High time then that we tracked down Bob Smith, The Creative Assembly's Project Manager, for an exclusive chat on Medieval 2 - we introduced him to the delights of CVG's very own torture chamber until he confessed all. Shame he wouldn't take our suggestion about Cavemen: Total War though. Perhaps next time we'll have to make sure we warm that poker up until its white hot.
We thought Medieval: Total war was pretty much the best Total War game - so we're not complaining mind, but with all of history to choose from, why did you decide to revisit the Medieval period this time around?
Bob Smith: Two main reasons really. Firstly, the medieval period is in many ways the perfect setting for a Total War game. It has a wide range of unit types, technological progress, constant warfare, treachery, intrigue and the clash of civilizations. Secondly, in the four years since the launch of the original, our technology has improved hugely and on the battle side we can now really capture the colour and pageantry of the period. Now we can really do the medieval period justice.
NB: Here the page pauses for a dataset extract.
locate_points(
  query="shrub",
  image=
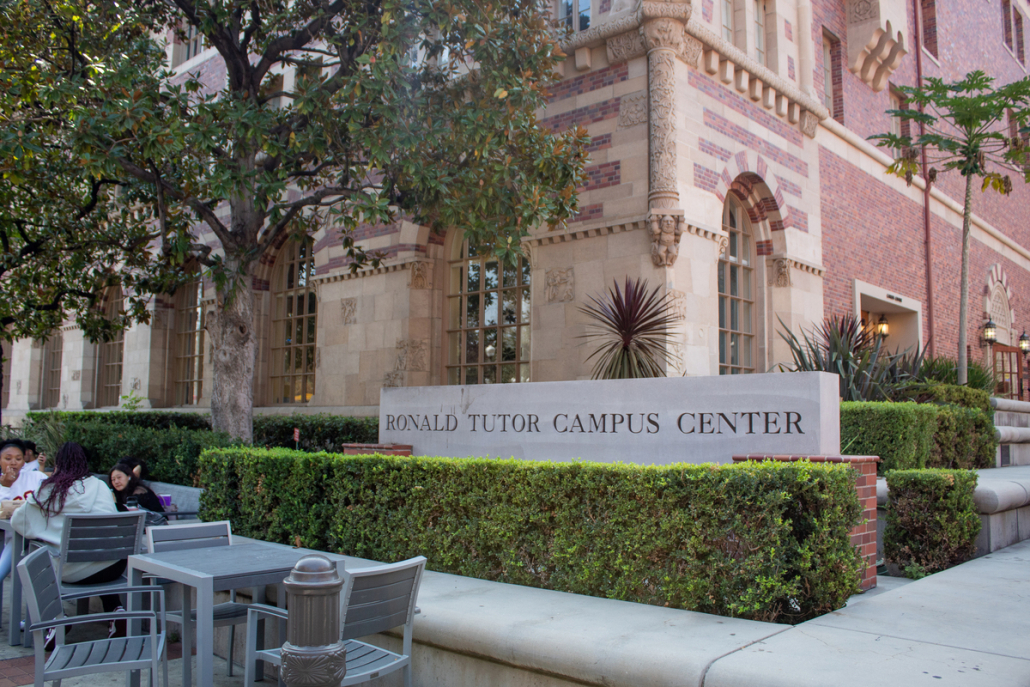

Are we looking at a radically new game - or is Medieval 2 an evolution rather than a revolution? What would you say are the major advances in Medieval 2?
Bob Smith: The aim with Medieval 2 is to significantly improve upon the gameplay of Rome and bring it to the medieval era, while raising the spectacle of the Total War series to a whole new level. As a result, Medieval 2 will raise the standard for Total War games right across the board, from the campaign game to the historical and the multiplayer battles.
What nations and signature units will be available to play Medieval 2? Will there be substantial differences here from the first MTW?
Bob Smith: There will be 21 playable factions for custom battle and multiplayer: England, France, Scotland, Holy Roman Empire, Denmark, Spain, Portugal, Milan, Venice, Papal States, Sicily, Poland, Russia, Hungary, Byzantium, The Turks, Egypt, The Moors, The Mongols, The Tumurids and The Aztecs.
The final line-up of playable factions in the campaign game is still to be decided, however there will be a rich variety of factions to play. You'll notice from the list that we've included several factions that weren't included in the original Medieval, namely Scotland, Portugal and Venice. They'll all add their own unique challenge to the campaign game and, of course, their own unique units to the battlefield.